December 8, 2025
Teachers face significant challenges regarding the assessment and grading of student writing, making it a tedious and time-consuming, yet critical, everyday task. Despite the large time investment, the feedback provided to students is often delayed and extremely heterogeneous.
Artificial Intelligence (AI) and Large Language Models (LLMs) have the potential to enhance teaching and learning processes, among others to enhance the quality and consistency of student assessments and reduce teacher burden. But how good are different types of LLMs in grading essays, when compared to human assessment?
In a recent study, a research team lead by TUM’s Chair for Human-Centered Technologies for Learning tested how well LLMs can grade real German student essays. Thirty-seven teachers from different school types rated 20 authentic essays on ten criteria. Instead of only giving a single overall grade, they asked the models to rate each text on ten separate criteria related to language (e.g., spelling, punctuation, expression) and content (e.g., plot logic, structure, introduction). Their ratings were then compared with those from several AI systems, including GPT-3.5, GPT-4, the o1 model, and two open-source models (LLaMA 3, Mixtral).
You are a teacher. Analyze the essay written by a 13-year-old child according to the given criteria. Return a scalar number from 1 to 6 for each criteria. 1 means the criteria is not fulfilled at all, 6 means it is completely accomplished. Return only a JSON. ## Criteria = {criteria}; Essay = {text}; ## Rating =
Standardized zero-shot prompt employed across all
LLMs to ensure a fair comparison of their essay evaluation
performance.
Commercial systems like GPT-4 and especially o1 came closest to teacher judgments and were comparatively reliable. The open-source models, however, showed unstable and sometimes almost identical scores across different essays, making them currently unsuitable for real grading.
A closer look shows that the models do not “think” like teachers. GPT-3.5 and GPT-4 often gave very similar scores across all criteria once they had formed a general impression of an essay, suggesting a rather one-dimensional judgment. The newer o1 model showed more differentiated scoring across criteria and behaved more like human raters. While teachers paid particular attention to plot logic and the quality of the main part, GPT-4 tended to reward polished language and neat formatting.

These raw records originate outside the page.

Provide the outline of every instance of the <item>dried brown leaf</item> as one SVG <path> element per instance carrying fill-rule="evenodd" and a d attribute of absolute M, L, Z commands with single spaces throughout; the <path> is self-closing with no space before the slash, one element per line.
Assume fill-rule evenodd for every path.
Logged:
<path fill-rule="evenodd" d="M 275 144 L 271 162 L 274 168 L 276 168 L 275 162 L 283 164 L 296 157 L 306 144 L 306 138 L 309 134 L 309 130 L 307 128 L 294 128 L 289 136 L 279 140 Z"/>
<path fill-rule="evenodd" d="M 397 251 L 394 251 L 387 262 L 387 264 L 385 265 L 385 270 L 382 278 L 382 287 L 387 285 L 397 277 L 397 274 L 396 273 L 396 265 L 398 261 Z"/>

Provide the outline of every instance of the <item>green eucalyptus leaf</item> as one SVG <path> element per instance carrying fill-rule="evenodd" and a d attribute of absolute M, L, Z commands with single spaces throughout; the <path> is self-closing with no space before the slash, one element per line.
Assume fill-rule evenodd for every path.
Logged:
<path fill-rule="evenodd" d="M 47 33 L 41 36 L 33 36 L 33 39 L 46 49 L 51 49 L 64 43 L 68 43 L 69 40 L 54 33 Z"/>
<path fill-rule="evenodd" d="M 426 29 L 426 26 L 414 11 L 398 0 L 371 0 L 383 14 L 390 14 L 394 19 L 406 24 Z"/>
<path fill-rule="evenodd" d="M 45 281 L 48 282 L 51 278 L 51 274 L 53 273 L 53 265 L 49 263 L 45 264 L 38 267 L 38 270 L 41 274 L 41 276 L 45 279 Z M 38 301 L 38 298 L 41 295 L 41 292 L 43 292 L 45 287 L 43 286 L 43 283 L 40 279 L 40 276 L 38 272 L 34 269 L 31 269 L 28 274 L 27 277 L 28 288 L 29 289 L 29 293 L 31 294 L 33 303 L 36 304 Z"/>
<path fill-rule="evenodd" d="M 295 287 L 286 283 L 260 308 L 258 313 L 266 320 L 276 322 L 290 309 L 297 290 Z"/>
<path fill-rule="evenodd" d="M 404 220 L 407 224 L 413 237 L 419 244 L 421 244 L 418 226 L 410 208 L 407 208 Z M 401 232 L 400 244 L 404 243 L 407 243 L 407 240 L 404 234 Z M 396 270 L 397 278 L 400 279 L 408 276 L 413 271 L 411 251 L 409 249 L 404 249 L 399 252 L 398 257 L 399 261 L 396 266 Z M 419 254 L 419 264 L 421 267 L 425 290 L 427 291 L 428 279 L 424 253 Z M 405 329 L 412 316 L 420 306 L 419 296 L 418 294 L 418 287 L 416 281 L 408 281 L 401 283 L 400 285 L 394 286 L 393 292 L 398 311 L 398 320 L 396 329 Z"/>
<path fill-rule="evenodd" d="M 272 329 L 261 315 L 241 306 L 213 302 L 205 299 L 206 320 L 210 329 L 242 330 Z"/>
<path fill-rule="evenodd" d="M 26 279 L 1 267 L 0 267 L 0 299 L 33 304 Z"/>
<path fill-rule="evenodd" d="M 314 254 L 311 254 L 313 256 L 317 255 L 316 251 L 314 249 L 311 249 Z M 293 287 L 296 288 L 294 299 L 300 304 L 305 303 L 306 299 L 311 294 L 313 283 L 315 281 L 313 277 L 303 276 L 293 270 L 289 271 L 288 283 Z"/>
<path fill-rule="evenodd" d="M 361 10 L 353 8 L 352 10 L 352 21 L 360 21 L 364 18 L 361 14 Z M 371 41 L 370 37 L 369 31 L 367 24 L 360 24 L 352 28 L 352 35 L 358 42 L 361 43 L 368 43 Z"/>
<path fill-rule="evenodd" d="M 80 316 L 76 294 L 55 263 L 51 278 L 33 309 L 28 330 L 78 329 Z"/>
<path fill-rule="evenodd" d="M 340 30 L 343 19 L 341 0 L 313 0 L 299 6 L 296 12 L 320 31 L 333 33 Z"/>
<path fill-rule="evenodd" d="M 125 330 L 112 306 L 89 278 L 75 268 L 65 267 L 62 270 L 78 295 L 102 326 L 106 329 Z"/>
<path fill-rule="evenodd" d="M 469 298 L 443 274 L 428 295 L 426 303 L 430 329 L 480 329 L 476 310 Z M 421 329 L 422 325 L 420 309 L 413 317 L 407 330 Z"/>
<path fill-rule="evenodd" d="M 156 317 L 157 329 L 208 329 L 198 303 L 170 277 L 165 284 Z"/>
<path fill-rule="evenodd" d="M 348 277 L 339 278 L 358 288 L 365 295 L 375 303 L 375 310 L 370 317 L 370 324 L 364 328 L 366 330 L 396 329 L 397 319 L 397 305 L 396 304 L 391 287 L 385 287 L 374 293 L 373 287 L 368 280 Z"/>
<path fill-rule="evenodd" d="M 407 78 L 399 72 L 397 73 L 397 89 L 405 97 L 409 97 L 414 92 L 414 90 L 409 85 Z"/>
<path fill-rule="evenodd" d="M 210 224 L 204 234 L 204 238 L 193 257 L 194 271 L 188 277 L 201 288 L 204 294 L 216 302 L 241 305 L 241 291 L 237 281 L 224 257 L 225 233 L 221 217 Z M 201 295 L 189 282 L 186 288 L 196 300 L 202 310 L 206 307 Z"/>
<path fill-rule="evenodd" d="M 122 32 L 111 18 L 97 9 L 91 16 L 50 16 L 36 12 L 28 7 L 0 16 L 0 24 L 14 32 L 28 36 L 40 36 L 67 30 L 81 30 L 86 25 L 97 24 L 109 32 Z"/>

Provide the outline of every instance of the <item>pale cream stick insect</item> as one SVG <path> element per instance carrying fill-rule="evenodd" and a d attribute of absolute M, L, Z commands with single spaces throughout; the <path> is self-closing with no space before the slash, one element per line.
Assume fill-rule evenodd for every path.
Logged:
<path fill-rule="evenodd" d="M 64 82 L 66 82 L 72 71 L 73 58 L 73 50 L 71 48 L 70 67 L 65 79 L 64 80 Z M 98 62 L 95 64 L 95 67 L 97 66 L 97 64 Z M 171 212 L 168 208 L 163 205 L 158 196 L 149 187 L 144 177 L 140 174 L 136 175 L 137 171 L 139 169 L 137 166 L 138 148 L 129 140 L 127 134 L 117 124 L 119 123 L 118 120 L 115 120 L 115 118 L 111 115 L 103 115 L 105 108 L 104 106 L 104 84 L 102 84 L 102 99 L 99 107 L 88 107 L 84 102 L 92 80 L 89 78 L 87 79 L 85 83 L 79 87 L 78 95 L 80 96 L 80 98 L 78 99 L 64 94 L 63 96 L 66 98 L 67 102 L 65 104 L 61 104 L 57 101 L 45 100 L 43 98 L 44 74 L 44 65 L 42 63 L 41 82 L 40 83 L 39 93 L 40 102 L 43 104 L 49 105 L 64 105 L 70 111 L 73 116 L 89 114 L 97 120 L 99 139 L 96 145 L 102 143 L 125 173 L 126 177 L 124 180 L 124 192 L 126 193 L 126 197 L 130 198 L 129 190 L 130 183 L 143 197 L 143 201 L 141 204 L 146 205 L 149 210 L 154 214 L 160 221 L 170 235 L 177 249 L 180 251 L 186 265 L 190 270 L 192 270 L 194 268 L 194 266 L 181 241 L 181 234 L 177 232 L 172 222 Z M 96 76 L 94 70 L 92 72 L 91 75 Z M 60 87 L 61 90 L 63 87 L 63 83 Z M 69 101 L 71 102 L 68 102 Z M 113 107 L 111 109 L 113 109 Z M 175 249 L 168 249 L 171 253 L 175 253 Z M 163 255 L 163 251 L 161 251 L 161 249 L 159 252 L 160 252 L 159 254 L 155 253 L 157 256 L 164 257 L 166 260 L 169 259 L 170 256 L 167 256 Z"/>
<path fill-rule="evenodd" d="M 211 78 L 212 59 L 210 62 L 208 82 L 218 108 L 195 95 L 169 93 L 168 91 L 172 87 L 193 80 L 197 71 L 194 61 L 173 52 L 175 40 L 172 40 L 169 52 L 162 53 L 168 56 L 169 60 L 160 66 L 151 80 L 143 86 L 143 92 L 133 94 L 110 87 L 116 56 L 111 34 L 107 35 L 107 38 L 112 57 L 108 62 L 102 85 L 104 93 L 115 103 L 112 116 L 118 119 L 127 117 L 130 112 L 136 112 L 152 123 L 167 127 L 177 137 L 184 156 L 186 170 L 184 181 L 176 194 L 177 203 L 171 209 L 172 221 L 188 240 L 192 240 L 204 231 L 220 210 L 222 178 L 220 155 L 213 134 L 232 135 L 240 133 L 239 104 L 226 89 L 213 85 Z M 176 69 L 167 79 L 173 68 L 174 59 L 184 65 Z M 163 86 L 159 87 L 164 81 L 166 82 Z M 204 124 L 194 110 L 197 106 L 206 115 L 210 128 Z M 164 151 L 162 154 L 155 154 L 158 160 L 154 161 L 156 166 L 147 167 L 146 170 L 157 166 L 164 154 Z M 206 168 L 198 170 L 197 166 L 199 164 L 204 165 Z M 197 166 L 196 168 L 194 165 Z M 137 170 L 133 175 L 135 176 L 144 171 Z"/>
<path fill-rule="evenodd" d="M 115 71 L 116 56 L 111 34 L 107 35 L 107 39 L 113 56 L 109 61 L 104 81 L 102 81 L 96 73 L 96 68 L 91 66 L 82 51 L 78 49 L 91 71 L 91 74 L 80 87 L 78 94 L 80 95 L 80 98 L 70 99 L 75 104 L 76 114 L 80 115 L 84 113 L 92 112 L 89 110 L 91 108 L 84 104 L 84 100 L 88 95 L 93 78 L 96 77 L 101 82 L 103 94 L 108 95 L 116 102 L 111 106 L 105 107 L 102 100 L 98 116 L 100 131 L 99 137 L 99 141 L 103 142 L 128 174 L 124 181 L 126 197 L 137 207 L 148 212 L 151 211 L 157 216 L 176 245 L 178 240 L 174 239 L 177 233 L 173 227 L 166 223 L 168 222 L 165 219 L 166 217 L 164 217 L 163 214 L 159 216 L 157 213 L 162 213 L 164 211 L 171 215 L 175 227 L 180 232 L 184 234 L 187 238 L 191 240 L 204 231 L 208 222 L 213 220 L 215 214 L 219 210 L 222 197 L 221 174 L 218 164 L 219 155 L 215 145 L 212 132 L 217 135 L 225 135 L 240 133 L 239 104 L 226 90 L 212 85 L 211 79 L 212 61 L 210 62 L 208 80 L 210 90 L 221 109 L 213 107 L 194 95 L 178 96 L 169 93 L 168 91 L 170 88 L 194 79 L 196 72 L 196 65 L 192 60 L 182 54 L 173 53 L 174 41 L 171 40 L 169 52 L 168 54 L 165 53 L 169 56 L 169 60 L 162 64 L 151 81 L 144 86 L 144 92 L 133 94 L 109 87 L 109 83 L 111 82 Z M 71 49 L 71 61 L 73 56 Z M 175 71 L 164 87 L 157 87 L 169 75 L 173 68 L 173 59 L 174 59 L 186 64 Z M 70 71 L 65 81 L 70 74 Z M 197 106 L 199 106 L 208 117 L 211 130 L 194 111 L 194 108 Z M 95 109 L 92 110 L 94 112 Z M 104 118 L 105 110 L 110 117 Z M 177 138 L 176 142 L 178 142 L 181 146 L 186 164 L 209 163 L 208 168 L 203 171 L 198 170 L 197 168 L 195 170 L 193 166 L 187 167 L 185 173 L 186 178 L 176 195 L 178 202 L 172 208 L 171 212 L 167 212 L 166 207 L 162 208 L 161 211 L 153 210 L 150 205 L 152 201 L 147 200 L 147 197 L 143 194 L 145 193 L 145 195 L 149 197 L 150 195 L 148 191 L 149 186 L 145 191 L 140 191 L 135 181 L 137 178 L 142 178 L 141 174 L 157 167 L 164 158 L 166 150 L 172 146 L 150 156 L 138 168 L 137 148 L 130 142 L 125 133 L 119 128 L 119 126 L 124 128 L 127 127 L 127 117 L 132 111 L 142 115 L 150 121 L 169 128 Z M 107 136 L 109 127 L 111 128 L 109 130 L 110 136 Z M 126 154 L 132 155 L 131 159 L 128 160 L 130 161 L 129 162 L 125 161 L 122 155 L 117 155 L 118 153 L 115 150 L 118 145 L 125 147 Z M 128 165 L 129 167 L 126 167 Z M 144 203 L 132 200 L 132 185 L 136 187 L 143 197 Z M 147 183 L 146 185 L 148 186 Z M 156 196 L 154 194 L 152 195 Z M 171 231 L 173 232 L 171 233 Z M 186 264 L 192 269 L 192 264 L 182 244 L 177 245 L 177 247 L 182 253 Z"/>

LLM-based assessment has the potential to be a useful tool for reducing teacher workload, especially by supporting the evaluation of essays based on language-related criteria. The models rated spelling, punctuation and expression in a way that often matched teachers, but struggled with structure, plot logic and the quality of the main part. They also tended to be more generous than teachers overall. AI tools can therefore be useful as assistants for language feedback. Nonetheless, they should not replace teacher judgment, especially when it comes to ideas, arguments and storytelling quality.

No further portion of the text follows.